É desanimador. A indústria está tentando aprovar leis para tornar os produtos veganos menos atraentes. É um absurdo porque os consumidores não são estúpidos, essas empresas subestimam a nossa inteligência. Dizem que o espanhol médio não entende que o salmão vegano é salmão vegano ou que o leite de aveia vem da aveia e não das vacas. Somos tratados com condescendência como se não pudéssemos tomar nossas próprias decisões e a única razão pela qual as pessoas compram salsichas vegetarianas é porque cometem um erro. É triste, mas mostra outra coisa: que as indústrias estão preocupadas com as tendências e com a forma como as coisas estão mudando. É por isso que não creio que a resistência seja um mau sinal: se não tivessem nada a que resistir, não o fariam.
Podemos combater as alterações climáticas sem veganismo?
Em escala global, os alimentos não são a maior fonte de emissões, mas as dietas baseadas em vegetais têm de ser parte da solução. As emissões do nosso sistema alimentar, por si só, já nos levarão além dos limites de 1,5 e até 2ºC que queremos manter. Além disso, a pecuária é o principal motor do desmatamento, da perda de biodiversidade, da extinção de espécies e da destruição de habitats. O veganismo libera terras, elimina o maior fator de desmatamento e, em vez disso, podemos reflorestar, reintroduzir espécies à beira da extinção e melhorar a biodiversidade. Não é a solução mágica que irá consertar o mundo, mas sem ela nunca resolveremos os problemas que estamos tentando resolver.
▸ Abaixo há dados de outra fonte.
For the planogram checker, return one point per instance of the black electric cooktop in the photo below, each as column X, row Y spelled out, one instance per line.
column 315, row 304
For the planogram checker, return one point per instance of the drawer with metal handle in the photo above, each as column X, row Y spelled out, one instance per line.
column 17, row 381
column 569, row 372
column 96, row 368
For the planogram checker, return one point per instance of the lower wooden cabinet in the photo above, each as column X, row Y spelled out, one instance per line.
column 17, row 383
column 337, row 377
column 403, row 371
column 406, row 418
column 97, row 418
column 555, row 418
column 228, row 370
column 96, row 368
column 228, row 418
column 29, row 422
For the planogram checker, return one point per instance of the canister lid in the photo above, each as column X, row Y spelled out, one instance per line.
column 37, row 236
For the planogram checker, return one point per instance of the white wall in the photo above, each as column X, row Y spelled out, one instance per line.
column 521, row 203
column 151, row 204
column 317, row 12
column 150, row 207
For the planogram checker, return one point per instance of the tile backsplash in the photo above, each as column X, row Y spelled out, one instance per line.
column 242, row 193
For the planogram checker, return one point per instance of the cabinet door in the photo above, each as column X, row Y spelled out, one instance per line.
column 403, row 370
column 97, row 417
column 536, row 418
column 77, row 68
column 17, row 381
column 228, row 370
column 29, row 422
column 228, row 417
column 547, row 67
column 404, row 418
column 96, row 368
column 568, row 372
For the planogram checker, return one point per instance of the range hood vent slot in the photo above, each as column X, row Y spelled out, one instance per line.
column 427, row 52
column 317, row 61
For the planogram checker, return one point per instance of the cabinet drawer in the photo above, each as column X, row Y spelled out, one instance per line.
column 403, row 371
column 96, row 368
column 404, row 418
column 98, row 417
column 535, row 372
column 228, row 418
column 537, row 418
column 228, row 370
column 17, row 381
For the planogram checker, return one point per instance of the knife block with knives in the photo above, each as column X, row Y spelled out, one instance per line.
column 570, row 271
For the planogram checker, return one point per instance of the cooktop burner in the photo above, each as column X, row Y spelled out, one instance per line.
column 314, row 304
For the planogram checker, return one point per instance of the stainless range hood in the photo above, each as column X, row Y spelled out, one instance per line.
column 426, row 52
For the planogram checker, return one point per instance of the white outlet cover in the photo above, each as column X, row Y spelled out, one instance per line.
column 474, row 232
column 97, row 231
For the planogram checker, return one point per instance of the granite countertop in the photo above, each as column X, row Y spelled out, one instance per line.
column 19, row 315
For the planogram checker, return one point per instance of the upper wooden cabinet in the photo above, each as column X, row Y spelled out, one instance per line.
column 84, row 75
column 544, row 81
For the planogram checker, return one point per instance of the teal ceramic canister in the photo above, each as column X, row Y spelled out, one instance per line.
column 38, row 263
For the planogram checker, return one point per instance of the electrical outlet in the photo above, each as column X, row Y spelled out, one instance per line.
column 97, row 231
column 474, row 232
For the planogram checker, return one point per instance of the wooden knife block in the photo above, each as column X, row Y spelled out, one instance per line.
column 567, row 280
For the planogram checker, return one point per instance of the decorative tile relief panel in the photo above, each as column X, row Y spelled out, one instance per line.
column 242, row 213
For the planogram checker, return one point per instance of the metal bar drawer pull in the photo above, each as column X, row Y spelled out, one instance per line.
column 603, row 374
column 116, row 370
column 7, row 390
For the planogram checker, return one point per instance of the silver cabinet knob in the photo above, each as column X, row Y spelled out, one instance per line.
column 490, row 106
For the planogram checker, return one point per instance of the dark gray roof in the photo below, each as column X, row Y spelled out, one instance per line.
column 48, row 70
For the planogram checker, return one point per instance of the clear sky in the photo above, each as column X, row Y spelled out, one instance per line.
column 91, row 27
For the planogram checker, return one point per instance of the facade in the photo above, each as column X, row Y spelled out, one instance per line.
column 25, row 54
Você afirma no livro que “romantizamos a pecuária”, mas a agricultura também é uma atividade artificial que pode ser prejudicial ao meio ambiente. Também romantizamos a agricultura?
Falamos da agricultura como se fosse algo natural, quando não é. Não creio que alguém diria que cultivar plantas é perfeito, mas o que me entusiasma é que podemos melhorá-lo. Mesmo agora ainda é melhor do que a criação de animais, imagine como poderia ser. O futuro da alimentação não precisa ser assustador: trata-se de inovação, progresso e transição para algo melhor. Acho que o melhoramento de plantas pode e irá melhorar, essa é a minha esperança.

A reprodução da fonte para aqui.